Protéger le milieu marin demeure un enjeu environnemental pour lequel plusieurs instruments juridiques et dispositifs opérationnels sont mis en place par les autorités mauritaniennes.
Etat côtier, la Mauritanie a l’obligation de faire respecter la réglementation internationale en matière d’environnement dans les eaux placées sous sa juridiction, d’une part et de préserver ses ressources halieutiques, d’autre part. Or si l’on considère que le littoral mauritanien abrite des Aires Marines Protégées (AMP) dont le Parc National du Banc d’Arguin (PNBA), le pays dispose de l’une des plus vastes AMP d’Afrique.
Action: Plan d’Intervention d’Urgence POLMAR-Mer
Le PNBA est d’ailleurs classé patrimoine International de l’Humanité compte tenu de son caractère d’écosystème dynamique jouant un rôle éminemment important dans l’équilibre de la vie marine dans la zone économique exclusive de la Mauritanie et celles des pays de la sous-région.
Pour contrecarrer tous les risques de pollutions accidentelles par les hydrocarbures et autres substances nocives, la Mauritanie a adopté un Plan d’Intervention d’Urgence POLMAR-Mer. Selon les autorités, ce plan est conçu de sorte à pouvoir se connecter aux autres plans d’urgence des pays de la sous région et même au-delà. De même, les plans spécifiques des installations pétrolières offshores,des ports et ceux des terminaux portuaires peuvent, lorsque l’ampleur d’une pollution dépasse leurs capacités de lutte, se connecter au plan POLMAR-Mer.
Les dames sont des poissons de nettoyage sur la plage à Nouakchott, Mauritanie (source: Dreamstime)
L’autre action porte une synergie entre Etat et ONG pour diminuer l’impact des déchets sur le milieu marin et côtier. Le ministère de l’environnement et du développement durable travaille avec le secteur privée et la société civil pour développer un cadre juridique et réglementaire pour persévérer l’environnement marin et côtier contre les effets néfastes des activités humaines.

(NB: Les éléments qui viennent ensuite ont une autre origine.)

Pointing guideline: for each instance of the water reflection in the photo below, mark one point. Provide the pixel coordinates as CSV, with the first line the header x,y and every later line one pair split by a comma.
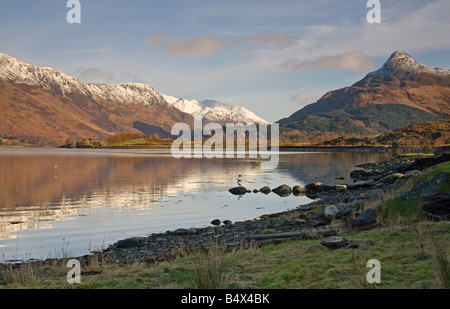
x,y
95,197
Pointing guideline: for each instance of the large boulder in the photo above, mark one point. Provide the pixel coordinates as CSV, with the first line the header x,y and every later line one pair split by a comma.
x,y
331,211
283,190
128,243
362,174
391,178
266,190
412,173
361,184
424,163
238,191
298,190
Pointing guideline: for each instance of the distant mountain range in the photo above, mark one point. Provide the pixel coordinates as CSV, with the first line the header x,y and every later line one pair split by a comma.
x,y
39,104
402,92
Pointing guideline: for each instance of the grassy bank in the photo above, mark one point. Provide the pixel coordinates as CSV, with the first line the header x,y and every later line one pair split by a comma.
x,y
413,253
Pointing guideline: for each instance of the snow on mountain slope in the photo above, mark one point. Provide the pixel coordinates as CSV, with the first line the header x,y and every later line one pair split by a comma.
x,y
401,62
214,111
19,72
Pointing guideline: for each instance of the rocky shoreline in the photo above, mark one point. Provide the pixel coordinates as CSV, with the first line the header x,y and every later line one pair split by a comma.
x,y
336,209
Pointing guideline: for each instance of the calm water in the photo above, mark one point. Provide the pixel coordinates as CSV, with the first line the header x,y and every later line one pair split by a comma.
x,y
60,201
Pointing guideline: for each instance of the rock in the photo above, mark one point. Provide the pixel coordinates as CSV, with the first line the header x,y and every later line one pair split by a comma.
x,y
215,222
424,163
279,222
238,191
374,194
180,231
283,190
426,188
362,174
331,211
353,244
367,217
341,187
334,242
312,187
227,222
325,188
412,173
304,207
130,243
361,184
266,190
391,178
298,191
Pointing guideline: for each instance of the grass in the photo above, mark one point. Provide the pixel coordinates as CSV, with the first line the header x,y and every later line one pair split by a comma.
x,y
409,259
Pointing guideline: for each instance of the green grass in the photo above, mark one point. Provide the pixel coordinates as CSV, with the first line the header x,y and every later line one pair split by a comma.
x,y
413,253
407,255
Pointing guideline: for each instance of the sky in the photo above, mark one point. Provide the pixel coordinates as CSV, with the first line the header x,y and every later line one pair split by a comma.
x,y
272,57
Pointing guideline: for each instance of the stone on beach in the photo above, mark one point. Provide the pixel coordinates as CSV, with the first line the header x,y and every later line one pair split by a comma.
x,y
266,190
283,190
238,191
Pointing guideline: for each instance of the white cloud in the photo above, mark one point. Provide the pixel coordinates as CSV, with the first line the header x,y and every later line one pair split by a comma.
x,y
354,61
197,46
303,98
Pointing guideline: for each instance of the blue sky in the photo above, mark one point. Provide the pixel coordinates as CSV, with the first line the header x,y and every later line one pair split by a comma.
x,y
272,57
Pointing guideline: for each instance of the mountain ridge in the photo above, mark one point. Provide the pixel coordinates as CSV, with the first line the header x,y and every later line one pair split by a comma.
x,y
419,92
42,103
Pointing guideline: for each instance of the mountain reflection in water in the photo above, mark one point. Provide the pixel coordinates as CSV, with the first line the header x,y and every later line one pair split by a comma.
x,y
88,199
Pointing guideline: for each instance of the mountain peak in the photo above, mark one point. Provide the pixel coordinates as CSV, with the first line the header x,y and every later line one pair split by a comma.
x,y
402,64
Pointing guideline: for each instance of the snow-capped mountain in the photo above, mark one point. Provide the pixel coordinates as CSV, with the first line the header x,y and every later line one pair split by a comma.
x,y
402,63
402,92
17,71
214,111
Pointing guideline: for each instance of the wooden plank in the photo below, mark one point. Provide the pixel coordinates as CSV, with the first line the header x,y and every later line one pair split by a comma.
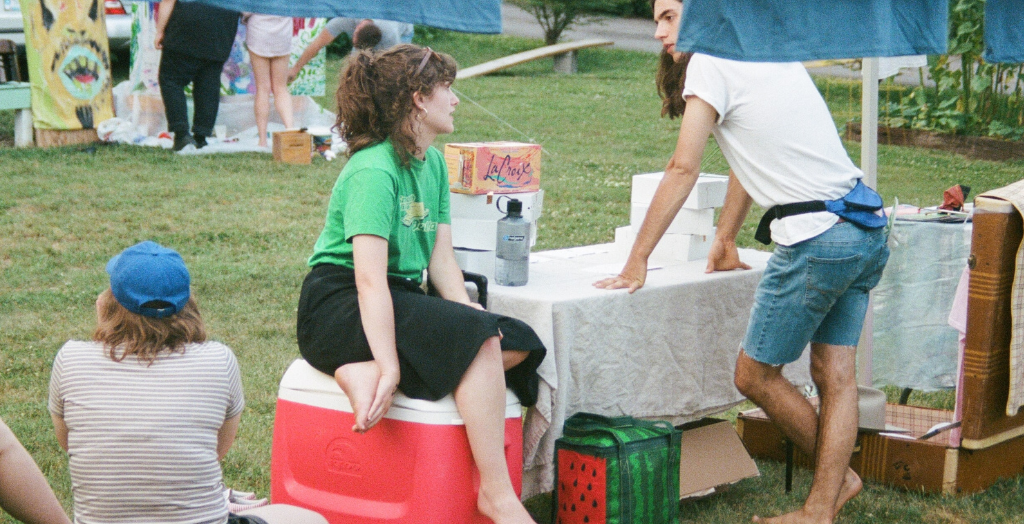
x,y
534,54
54,137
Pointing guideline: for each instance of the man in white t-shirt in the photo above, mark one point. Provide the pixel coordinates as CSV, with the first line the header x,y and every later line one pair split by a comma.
x,y
784,153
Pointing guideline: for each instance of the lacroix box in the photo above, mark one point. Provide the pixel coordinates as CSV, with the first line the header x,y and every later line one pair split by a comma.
x,y
478,168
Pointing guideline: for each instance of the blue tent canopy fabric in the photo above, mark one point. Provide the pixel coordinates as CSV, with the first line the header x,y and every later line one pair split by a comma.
x,y
1005,31
463,15
786,31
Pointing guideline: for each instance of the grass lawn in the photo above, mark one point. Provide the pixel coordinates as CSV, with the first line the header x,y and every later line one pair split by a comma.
x,y
246,226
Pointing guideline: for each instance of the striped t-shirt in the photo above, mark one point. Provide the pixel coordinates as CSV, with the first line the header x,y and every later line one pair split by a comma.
x,y
142,439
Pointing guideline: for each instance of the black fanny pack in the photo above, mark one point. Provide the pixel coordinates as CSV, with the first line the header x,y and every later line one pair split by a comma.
x,y
858,207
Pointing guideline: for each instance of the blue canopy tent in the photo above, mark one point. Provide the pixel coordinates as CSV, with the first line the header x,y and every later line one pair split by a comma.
x,y
783,31
463,15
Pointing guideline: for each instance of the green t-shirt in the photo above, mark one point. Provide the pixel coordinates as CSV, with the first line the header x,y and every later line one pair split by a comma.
x,y
376,195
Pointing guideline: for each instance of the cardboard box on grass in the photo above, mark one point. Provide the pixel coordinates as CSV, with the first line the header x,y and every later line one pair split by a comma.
x,y
293,146
478,168
712,456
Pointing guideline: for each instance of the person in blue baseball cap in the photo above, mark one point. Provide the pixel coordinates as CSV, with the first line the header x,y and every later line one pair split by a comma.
x,y
148,406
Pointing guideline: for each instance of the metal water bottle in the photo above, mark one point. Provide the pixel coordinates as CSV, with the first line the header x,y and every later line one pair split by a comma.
x,y
512,251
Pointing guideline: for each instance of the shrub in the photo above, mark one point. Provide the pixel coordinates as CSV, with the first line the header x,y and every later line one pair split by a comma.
x,y
971,96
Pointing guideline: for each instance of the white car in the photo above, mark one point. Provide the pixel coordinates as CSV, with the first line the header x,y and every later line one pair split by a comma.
x,y
118,24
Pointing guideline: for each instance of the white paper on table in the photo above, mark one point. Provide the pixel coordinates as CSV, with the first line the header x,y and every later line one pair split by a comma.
x,y
614,268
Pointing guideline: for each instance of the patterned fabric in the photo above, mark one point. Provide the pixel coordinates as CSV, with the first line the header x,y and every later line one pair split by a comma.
x,y
465,15
1014,193
616,471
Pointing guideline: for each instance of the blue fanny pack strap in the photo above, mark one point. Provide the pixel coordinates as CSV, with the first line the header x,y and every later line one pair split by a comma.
x,y
858,207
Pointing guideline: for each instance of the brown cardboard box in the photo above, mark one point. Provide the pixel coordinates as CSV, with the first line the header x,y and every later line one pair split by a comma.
x,y
293,146
712,456
902,461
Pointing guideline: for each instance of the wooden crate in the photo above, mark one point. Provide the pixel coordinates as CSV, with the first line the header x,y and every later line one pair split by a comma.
x,y
293,146
930,465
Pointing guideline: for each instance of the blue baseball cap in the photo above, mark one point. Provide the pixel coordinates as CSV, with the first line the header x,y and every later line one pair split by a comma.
x,y
150,279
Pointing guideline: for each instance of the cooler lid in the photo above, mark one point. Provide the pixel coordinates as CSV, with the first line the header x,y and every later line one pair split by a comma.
x,y
303,384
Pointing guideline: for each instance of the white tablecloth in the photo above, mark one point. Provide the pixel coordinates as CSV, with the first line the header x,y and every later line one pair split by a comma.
x,y
914,347
667,351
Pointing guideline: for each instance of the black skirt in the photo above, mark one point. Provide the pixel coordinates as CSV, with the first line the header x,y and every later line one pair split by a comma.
x,y
436,339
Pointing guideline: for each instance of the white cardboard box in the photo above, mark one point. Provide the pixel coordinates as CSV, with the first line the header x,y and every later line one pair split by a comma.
x,y
672,247
484,207
480,234
709,191
687,221
476,261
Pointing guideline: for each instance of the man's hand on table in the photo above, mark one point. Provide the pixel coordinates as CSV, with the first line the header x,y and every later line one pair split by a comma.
x,y
632,276
724,257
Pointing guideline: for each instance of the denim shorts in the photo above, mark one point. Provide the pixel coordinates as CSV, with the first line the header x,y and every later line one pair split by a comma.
x,y
815,291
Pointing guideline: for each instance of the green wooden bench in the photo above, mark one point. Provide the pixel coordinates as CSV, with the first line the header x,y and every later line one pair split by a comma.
x,y
565,58
17,96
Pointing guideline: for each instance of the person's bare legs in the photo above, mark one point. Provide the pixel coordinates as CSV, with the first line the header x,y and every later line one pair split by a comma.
x,y
834,370
279,85
24,490
511,359
358,381
480,399
261,104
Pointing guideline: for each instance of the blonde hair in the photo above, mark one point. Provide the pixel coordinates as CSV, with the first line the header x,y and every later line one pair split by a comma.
x,y
375,95
124,333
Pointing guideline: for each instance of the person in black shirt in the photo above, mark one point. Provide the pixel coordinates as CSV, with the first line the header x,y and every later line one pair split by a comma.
x,y
196,40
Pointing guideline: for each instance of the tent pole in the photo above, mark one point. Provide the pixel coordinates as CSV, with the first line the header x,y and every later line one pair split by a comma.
x,y
869,165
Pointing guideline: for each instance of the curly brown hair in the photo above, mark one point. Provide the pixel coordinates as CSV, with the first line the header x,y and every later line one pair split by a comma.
x,y
124,333
375,95
670,81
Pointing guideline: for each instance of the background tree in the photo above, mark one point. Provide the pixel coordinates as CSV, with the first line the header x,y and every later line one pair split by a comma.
x,y
557,15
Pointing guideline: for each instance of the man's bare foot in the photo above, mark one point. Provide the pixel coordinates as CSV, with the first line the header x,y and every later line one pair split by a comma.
x,y
797,517
358,381
851,486
504,509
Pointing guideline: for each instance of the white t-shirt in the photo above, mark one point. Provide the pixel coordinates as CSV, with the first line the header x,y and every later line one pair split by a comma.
x,y
777,135
142,439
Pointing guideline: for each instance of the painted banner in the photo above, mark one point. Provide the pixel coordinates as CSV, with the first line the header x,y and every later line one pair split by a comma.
x,y
69,63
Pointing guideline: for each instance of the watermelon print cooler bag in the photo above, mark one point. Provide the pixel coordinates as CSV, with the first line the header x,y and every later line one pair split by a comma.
x,y
615,471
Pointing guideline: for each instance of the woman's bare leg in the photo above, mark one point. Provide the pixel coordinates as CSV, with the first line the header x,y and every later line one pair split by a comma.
x,y
24,490
480,399
261,104
279,85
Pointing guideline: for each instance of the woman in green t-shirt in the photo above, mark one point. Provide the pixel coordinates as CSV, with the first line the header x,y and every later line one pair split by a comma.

C’est ce qu’a souligné M. MOHAMED ABDELLAHI OULD SELME qui a indiqué que « le code de l’environnement et ses décrets d’application relatifs aux études d’impact d’environnement (EIE) exigent une EIE pour toute les activités. « Un plan de gestion environnementale et sociale (PGES) doit être mis en œuvre pour atténuer les effets négatifs des projets de développement. Les ONG agissent également par la sensibilisation, la formation et le renforcement des capacités pour atteindre les mêmes objectifs de gestion durable des ressources naturelles et d’élimination, par une procédure écologiquement saine, des déchets gazeux, liquides et solides. » A conclu le directeur adjoint du contrôle environnemental.